Is clang genned debuginfo really that huge

Hi,
Slightly weekendy offtopic on debug info and stacktraces as afterthought on my fight with building clang on lowbie machine and how not to approach this area.

Slightly neg example: golang.
https://social.lansky.name/@hn100/106075246574771701

Sorry for offtop and have a nice weekend,
Pk

In a RelWithDebInfo (-g -O2) build of Clang, over 90% of the final executable size is DWARF information.

The percentage will be lower with a Debug build, but I don’t have an actual number for that.

You can look at the sizes of ELF sections whose names start with .debug_ to see for yourself.

–paulr

Hello,
Yea i mean i know its large but some manage to make it even larger in other projects like golang.

If that helps anyone id think of it as kind of db design kind of problem. My understanding is debug standard was being created more or less ad hoc and later as documentation of code. For example whole db being in major order split by compilation units.

As of on efficiency of storage id probably think of making it as much as possible shared in common sections, making the rest as compact as possible but minding access from debugger use cases and possibly topping it with some db style indices.

Id think pdb ms format could ne treated as gold standard. It seems to be ultra efficient both for storage and accesses from debugger.

Best regards,
Pawel Kunio

pt., 16.04.2021, 17:10 użytkownik <paul.robinson@sony.com> napisał:

Hello,
Yea i mean i know its large but some manage to make it even larger in other projects like golang.

If there are particular ways that golang is using debug info that are
problematic, that might be interesting for the golang project to
understand - I'm happy to help explain other ways to use DWARF if
there's some explanation of what makes golang's use of DWARF
particularly problematic/costly.

If that helps anyone id think of it as kind of db design kind of problem.

Perhaps, though there's a fair bit of data to store. The fact that it
compresses as well as it does (I think GCC now defaults to -gz which
uses zlib/zip compression on debug info sections - Clang hasn't made
that change yet, but does support the feature) suggests the debug info
encoding isn't as compact as it could be - but whether or not it's
worth changing the format to be more dense compared to relying on an
existing compression scheme to make those gains, I'm not sure.

My understanding is debug standard was being created more or less ad hoc and later as documentation of code.

I can't say I know the history here - but many things do get
standardized after some existing practice.
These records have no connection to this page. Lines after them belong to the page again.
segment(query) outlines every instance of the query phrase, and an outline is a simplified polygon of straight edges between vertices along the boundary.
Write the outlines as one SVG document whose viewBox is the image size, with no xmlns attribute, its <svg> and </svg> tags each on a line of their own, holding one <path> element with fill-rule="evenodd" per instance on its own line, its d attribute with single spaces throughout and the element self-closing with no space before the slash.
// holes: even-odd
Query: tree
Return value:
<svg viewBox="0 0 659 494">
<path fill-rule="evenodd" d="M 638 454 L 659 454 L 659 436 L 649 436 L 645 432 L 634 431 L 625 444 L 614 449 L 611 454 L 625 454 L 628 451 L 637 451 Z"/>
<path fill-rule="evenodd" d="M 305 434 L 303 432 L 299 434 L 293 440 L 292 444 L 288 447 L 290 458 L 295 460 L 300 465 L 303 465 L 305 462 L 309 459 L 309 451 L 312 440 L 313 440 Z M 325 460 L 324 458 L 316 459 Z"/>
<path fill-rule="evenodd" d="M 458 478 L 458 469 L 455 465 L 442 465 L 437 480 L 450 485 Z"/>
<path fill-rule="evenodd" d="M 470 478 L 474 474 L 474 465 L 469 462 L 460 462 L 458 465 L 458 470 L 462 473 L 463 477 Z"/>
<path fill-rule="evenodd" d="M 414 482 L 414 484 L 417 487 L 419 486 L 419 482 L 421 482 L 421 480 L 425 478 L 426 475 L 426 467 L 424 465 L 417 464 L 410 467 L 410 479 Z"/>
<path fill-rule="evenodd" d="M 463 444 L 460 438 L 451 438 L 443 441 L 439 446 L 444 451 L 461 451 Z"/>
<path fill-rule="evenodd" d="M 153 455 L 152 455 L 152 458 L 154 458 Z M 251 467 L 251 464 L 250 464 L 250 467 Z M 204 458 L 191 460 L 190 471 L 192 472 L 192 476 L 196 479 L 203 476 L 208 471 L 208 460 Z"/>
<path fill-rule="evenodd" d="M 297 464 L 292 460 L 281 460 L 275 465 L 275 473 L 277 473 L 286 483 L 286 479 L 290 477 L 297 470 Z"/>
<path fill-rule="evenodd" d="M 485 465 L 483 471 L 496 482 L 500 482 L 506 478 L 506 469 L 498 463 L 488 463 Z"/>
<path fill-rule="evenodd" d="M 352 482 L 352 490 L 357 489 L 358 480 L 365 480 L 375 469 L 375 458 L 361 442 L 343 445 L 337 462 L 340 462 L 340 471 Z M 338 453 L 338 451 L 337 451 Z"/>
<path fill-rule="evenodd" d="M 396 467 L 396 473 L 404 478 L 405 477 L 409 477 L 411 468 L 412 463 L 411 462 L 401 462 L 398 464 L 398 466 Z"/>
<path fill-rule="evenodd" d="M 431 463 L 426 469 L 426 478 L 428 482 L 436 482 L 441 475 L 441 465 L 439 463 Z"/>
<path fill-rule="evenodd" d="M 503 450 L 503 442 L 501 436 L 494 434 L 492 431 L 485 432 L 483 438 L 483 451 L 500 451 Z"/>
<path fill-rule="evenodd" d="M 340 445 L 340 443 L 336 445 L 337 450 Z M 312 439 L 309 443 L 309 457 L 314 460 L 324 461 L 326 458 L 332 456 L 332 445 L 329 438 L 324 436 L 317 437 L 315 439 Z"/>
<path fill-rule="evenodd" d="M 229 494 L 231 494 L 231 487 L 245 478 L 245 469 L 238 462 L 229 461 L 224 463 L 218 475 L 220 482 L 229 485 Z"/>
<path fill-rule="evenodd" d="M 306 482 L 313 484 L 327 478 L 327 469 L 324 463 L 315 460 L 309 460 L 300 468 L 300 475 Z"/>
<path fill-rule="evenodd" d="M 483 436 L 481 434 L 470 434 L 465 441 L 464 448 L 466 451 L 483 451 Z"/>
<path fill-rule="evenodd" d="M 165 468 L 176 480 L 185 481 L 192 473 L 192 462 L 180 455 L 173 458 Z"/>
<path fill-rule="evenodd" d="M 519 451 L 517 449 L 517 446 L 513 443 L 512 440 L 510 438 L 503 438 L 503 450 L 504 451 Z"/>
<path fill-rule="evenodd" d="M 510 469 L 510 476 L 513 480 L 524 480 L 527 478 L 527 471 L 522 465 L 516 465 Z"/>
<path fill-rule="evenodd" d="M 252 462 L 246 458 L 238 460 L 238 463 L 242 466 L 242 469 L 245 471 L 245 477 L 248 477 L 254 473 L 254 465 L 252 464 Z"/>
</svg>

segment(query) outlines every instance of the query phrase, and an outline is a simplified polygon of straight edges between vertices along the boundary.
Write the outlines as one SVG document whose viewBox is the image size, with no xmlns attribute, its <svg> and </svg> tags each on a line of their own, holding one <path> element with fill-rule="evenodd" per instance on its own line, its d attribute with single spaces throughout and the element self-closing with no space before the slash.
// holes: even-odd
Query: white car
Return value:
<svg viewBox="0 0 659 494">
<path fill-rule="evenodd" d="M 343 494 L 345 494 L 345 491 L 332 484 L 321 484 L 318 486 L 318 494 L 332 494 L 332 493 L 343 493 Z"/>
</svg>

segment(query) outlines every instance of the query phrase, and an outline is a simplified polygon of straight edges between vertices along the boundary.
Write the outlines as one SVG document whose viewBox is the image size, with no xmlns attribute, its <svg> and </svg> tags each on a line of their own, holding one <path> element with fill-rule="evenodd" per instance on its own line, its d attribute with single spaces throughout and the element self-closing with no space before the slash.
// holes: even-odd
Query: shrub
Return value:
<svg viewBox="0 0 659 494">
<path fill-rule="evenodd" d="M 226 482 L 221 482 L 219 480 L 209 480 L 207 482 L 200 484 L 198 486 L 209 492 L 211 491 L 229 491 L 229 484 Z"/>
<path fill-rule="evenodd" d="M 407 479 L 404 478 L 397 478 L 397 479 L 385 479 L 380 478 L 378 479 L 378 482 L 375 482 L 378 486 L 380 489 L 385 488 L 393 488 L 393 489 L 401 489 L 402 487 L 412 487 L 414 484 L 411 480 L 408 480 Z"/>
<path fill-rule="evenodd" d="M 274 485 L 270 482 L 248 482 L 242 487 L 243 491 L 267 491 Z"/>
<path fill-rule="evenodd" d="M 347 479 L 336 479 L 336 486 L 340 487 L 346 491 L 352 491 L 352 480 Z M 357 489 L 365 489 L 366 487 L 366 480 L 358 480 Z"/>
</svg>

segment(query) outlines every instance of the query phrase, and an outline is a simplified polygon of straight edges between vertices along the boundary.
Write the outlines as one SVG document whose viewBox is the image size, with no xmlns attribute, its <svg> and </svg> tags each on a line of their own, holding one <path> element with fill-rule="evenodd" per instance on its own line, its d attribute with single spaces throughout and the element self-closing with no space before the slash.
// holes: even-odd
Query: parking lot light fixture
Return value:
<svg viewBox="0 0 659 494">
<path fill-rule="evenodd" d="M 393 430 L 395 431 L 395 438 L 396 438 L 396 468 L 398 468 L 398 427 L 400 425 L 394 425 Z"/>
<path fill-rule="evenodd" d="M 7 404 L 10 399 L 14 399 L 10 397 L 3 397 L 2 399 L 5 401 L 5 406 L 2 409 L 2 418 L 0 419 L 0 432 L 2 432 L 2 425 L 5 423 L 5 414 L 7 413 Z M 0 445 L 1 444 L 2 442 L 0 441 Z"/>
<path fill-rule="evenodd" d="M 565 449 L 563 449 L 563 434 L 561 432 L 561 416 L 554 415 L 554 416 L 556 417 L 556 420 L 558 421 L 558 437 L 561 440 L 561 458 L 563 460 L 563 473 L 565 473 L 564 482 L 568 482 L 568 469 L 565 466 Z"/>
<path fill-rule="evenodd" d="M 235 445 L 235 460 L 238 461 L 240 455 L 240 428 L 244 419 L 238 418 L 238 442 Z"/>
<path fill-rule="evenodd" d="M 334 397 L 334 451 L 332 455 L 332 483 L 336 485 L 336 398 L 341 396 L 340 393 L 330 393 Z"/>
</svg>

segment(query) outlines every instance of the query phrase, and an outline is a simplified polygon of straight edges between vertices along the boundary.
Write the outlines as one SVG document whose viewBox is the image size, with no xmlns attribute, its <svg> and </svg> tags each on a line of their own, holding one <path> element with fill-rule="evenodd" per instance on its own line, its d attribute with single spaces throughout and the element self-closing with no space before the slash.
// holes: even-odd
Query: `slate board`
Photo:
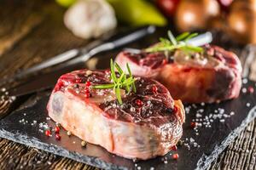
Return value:
<svg viewBox="0 0 256 170">
<path fill-rule="evenodd" d="M 249 81 L 243 84 L 243 90 L 248 86 L 255 87 L 255 82 Z M 131 160 L 112 155 L 105 149 L 90 144 L 84 148 L 80 144 L 79 139 L 75 136 L 68 137 L 64 129 L 61 130 L 61 139 L 60 141 L 56 140 L 54 136 L 46 137 L 44 133 L 39 132 L 39 122 L 45 122 L 49 126 L 55 126 L 55 122 L 47 118 L 45 108 L 49 95 L 38 99 L 33 105 L 16 110 L 1 120 L 0 137 L 106 169 L 206 169 L 245 128 L 247 124 L 255 118 L 255 92 L 253 94 L 241 93 L 238 99 L 220 104 L 186 105 L 186 122 L 183 125 L 182 138 L 186 145 L 178 146 L 177 151 L 170 151 L 166 156 L 148 161 L 134 162 Z M 189 108 L 190 110 L 188 112 Z M 229 116 L 232 111 L 235 114 L 224 119 L 213 119 L 211 128 L 201 127 L 198 128 L 198 132 L 191 128 L 190 122 L 195 121 L 196 113 L 197 116 L 208 116 L 209 117 L 210 114 L 218 116 L 218 112 L 223 111 L 226 116 Z M 200 121 L 200 118 L 198 117 L 197 121 Z M 25 122 L 27 121 L 27 123 L 20 122 L 22 119 Z M 32 125 L 34 120 L 38 122 Z M 224 122 L 221 122 L 220 120 L 224 120 Z M 196 135 L 196 133 L 199 133 L 199 135 Z M 200 147 L 194 147 L 194 139 L 201 145 Z M 190 150 L 187 145 L 190 146 Z M 173 153 L 178 153 L 177 160 L 172 158 Z"/>
</svg>

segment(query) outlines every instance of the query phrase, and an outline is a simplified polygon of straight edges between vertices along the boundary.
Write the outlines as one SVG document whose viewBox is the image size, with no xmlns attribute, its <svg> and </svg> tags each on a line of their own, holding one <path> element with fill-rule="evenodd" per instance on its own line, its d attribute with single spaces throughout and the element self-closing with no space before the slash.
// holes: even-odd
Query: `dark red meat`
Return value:
<svg viewBox="0 0 256 170">
<path fill-rule="evenodd" d="M 241 65 L 237 56 L 217 46 L 205 46 L 205 52 L 188 56 L 172 54 L 121 52 L 116 62 L 122 68 L 129 63 L 133 74 L 154 78 L 183 102 L 218 102 L 236 98 L 241 85 Z"/>
<path fill-rule="evenodd" d="M 110 83 L 109 76 L 88 70 L 61 76 L 48 103 L 49 116 L 80 139 L 124 157 L 166 154 L 182 136 L 182 103 L 158 82 L 136 77 L 137 92 L 121 91 L 119 105 L 112 89 L 91 88 Z"/>
</svg>

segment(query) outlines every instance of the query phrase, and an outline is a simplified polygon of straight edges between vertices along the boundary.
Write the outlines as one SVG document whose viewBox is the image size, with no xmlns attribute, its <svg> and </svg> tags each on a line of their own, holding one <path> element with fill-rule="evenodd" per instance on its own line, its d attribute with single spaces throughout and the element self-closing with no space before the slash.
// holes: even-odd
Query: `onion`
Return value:
<svg viewBox="0 0 256 170">
<path fill-rule="evenodd" d="M 234 1 L 227 29 L 238 42 L 256 43 L 256 0 Z"/>
<path fill-rule="evenodd" d="M 219 13 L 216 0 L 183 0 L 176 11 L 176 26 L 180 31 L 206 29 L 209 20 Z"/>
</svg>

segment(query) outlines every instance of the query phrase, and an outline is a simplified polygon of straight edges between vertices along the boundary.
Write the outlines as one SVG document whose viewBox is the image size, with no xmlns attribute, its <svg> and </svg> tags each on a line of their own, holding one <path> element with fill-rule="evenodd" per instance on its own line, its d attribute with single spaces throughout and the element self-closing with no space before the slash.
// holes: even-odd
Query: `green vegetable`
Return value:
<svg viewBox="0 0 256 170">
<path fill-rule="evenodd" d="M 146 52 L 159 52 L 159 51 L 174 51 L 175 49 L 181 49 L 189 54 L 189 53 L 203 52 L 201 47 L 192 46 L 187 43 L 188 40 L 196 37 L 197 33 L 184 32 L 177 37 L 174 37 L 171 31 L 168 31 L 168 38 L 160 38 L 160 42 L 156 45 L 146 48 Z"/>
<path fill-rule="evenodd" d="M 145 0 L 107 0 L 115 10 L 118 20 L 135 26 L 166 26 L 167 21 L 158 9 Z"/>
<path fill-rule="evenodd" d="M 100 84 L 100 85 L 95 85 L 92 88 L 98 88 L 98 89 L 108 89 L 108 88 L 113 88 L 113 92 L 115 93 L 116 98 L 119 101 L 119 103 L 121 105 L 122 98 L 120 94 L 120 89 L 125 89 L 127 93 L 130 93 L 131 91 L 131 88 L 134 93 L 136 93 L 136 87 L 135 87 L 135 79 L 132 76 L 132 74 L 131 72 L 131 69 L 129 67 L 129 65 L 126 65 L 127 71 L 129 72 L 129 78 L 127 78 L 126 74 L 123 71 L 121 67 L 117 64 L 113 63 L 113 60 L 110 60 L 110 71 L 111 71 L 111 80 L 113 83 L 110 84 Z M 118 77 L 116 76 L 116 73 L 114 71 L 114 69 L 118 71 L 119 76 Z"/>
<path fill-rule="evenodd" d="M 73 5 L 77 0 L 55 0 L 57 3 L 61 5 L 62 7 L 70 7 Z"/>
</svg>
Where does your impression
of that come from?

At least if that is the case, the debugging format (DWARF) has been
around in a fairly formal sense (the DWARF specification, available at
dwarfstd.org) and goes through ongoing improvement like other
standards.

For example whole db being in major order split by compilation units.

Not sure I understand this comment ^

As of on efficiency of storage id probably think of making it as much as possible shared in common sections,

DWARF type units (-fdebug-types-section) can be used to share type
descriptions between compilation units, for example. But also DWARF
does support directly referencing things across compilation units (for
instance LLVM's DWARF generated when using LTO uses direct cross-unit
references to share type references (this can be composed with DWARF
type units (in case there are non-LTO object files to be linked in as
well that might benefit from sharing type definitions), or not) and to
reference cross-module/CU inlining situations)

making the rest as compact as possible but minding access from debugger use cases and possibly topping it with some db style indices.

There's the existing gdb_index name lookup table, and also the DWARFv5
.debug_names lookup table (derived from work Apple's used for many
years as a DWARF extension).

Id think pdb ms format could ne treated as gold standard. It seems to be ultra efficient both for storage and accesses from debugger.

I'm not sure that's the case, though I haven't seen a detailed
comparison of the formats to judge by any means.

Best regards,
Pawel Kunio

pt., 16.04.2021, 17:10 użytkownik <paul.robinson@sony.com> napisał:

In a RelWithDebInfo (-g -O2) build of Clang, over 90% of the final executable size is DWARF information.

The percentage will be lower with a Debug build, but I don’t have an actual number for that.

You can look at the sizes of ELF sections whose names start with .debug_ to see for yourself.

--paulr

From: llvm-dev <llvm-dev-bounces@lists.llvm.org> On Behalf Of pawel k. via llvm-dev
Sent: Friday, April 16, 2021 10:00 AM
To: llvm-dev <llvm-dev@lists.llvm.org>
Subject: [llvm-dev] Is clang genned debuginfo really that huge

Hi,

Slightly weekendy offtopic on debug info and stacktraces as afterthought on my fight with building clang on lowbie machine and how not to approach this area.

Slightly neg example: golang.

Hacker News 100: "My Go Executable Files Are Still Getting Larger (…" - Mastodon

The article doesn't seem to discuss debug info much, so far as I can see.